BCIFF: The scenes were beautifully shot. There was color, and there was darkness. Tell us if you did that consciously, balancing the glee in one’s life against his agony.


THEO: I firmly believe that the interaction between the director and the director of photography is essential. I had many conversations with my DP, Guadalupe Hernandez Pineda, and together we studied the film shot by shot, defining the mood, style, and tone we wanted for every scene. The goal was to follow the emotions of the characters visually. For instance, when Carmen tells her story at the AA meeting, she knows that she is in a safe environment, and the light is bright and diffused, but the more we move towards the end, the more everything gets darker. My advice for every writer/director is: know your vision and team up with people who are on the same wavelength and share your ideas and style. Communication and being on the same page with your crew is the key to success.


BCIFF: Tell us something about the green card situation in the US. Marriage becomes very political in a situation like this. Something similar was depicted in ‘Our Children’ by Joachim Lafosse.


THEO: Lafosse did a great job describing the feelings and internal struggle of the protagonist; likewise, I wanted to center the story around the emotions of the characters and the dynamics of the couple. It’s always hard to understand when we are living in an unhealthy relationship. When Robert falls into his dark spiral, we see how other elements – like immigration – play a dramatic role in the couple’s behavior.
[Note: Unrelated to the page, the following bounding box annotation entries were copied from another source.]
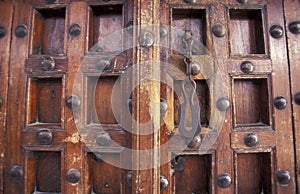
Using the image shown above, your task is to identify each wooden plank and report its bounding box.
[4,0,30,193]
[284,1,300,192]
[0,1,13,193]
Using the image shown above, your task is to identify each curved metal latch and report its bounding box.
[178,31,201,138]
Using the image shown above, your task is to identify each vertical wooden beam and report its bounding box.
[63,1,87,194]
[133,0,160,193]
[267,0,295,194]
[0,1,13,193]
[208,0,235,194]
[283,0,300,193]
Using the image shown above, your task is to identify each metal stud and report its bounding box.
[188,135,201,148]
[66,168,80,184]
[40,56,55,71]
[274,96,287,110]
[244,133,258,147]
[160,98,168,115]
[37,129,52,145]
[289,21,300,34]
[0,26,7,39]
[139,31,154,47]
[8,165,24,183]
[212,23,226,37]
[67,94,80,111]
[294,92,300,105]
[217,97,230,111]
[15,24,27,38]
[277,170,291,185]
[125,171,132,188]
[241,61,254,74]
[191,61,201,75]
[270,25,283,38]
[184,0,197,3]
[69,24,81,37]
[96,57,110,70]
[96,131,112,146]
[217,173,231,188]
[160,175,169,193]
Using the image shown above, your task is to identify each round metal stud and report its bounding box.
[191,61,201,75]
[37,129,53,145]
[270,25,283,38]
[188,135,201,148]
[40,56,55,71]
[0,26,7,39]
[15,24,27,38]
[67,94,80,111]
[69,24,81,37]
[96,131,112,146]
[66,168,80,184]
[274,96,287,110]
[237,0,248,3]
[241,61,254,74]
[8,165,24,183]
[160,98,168,115]
[160,175,169,192]
[96,57,110,70]
[125,171,132,188]
[184,0,197,3]
[159,25,168,38]
[217,173,231,188]
[244,133,258,147]
[277,170,291,185]
[139,31,154,47]
[217,97,230,111]
[289,21,300,34]
[212,23,226,37]
[294,92,300,105]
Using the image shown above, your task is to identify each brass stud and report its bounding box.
[277,170,291,185]
[217,97,230,111]
[270,25,283,39]
[40,56,55,71]
[217,173,231,188]
[188,135,202,148]
[66,168,80,184]
[96,131,112,146]
[37,129,52,145]
[212,23,226,38]
[69,24,81,37]
[289,21,300,34]
[241,61,254,74]
[139,31,154,47]
[8,165,24,183]
[67,94,80,111]
[294,92,300,105]
[15,24,27,38]
[244,133,258,147]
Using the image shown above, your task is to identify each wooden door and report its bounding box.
[0,0,299,194]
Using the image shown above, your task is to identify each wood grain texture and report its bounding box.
[284,1,300,192]
[0,1,13,193]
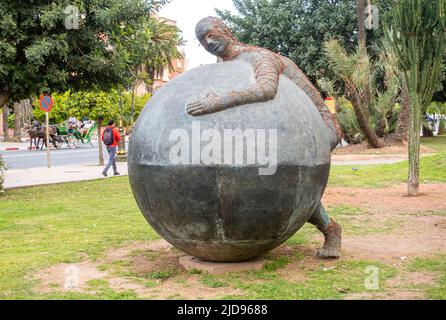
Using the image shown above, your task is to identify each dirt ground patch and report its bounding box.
[322,184,446,216]
[32,240,242,300]
[333,143,436,155]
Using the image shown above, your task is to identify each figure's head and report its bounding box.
[195,17,237,58]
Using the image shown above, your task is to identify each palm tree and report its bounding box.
[356,0,366,48]
[145,17,183,91]
[123,16,183,123]
[386,0,446,196]
[325,40,399,148]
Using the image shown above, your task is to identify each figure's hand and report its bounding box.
[186,91,224,116]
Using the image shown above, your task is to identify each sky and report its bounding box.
[159,0,237,69]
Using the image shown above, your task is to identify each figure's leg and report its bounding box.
[308,203,342,259]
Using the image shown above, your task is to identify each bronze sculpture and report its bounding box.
[187,17,342,258]
[129,18,341,261]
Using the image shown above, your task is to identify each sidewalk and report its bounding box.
[0,141,29,153]
[5,162,128,190]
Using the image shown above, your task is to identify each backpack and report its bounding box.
[104,128,115,146]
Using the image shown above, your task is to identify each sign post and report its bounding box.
[39,94,54,168]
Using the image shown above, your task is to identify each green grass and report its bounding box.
[0,177,158,299]
[421,136,446,152]
[329,152,446,188]
[408,255,446,300]
[0,149,446,299]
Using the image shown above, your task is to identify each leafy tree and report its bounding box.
[386,0,446,196]
[0,0,168,138]
[66,90,119,166]
[118,17,183,122]
[217,0,393,83]
[325,40,399,148]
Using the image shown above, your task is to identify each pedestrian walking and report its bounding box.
[102,120,121,177]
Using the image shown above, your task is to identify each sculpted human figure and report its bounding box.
[187,17,342,258]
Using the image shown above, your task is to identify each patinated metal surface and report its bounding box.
[129,61,336,261]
Robert thinks that Carmen is with him only for the Green Card, whereas Carmen is undoubtedly in love, but Robert’s behavior now jeopardizes her future. My intention is to send questions to the audience – Could the immigration issue be a threat to a relationship? Could you fake to be in a relationship to secure yourself and your family a better future? Stories like Carmen’s are real, and they are all around us, but they are not easy to understand.


BCIFF: At the end of the day, ‘Wholeheartedly’ is about hope, the frail yet resolute spirit of man. How much hopeful are you about the immigration crisis in the USA? It is a serious problem all around the world. Do you see a time in the future our world would not be ‘broken up into fragments by narrow domestic walls’ as Tagore believed?

THEO: “Wholeheartedly” is definitely about hope. At the end of the film, Carmen has changed. She finally believes in herself and her possibilities. She finds the strength necessary to embrace her condition and to twist it positively. That’s the kind of approach I believe is essential for any crisis – even the immigration one. I think a world without borders is possible but feels more like a utopia for now. My wish is to see a world more” human” and emotionally understanding of different situations. In the USA, a country that roots its origins on the famous melting pot, I’ve found immigration still an issue. Yet, I also witnessed the concern many people have towards respect and solidarity to the others, no matter how different they are from us. Respect yourself and respect everyone you meet the way you would like them to respect you.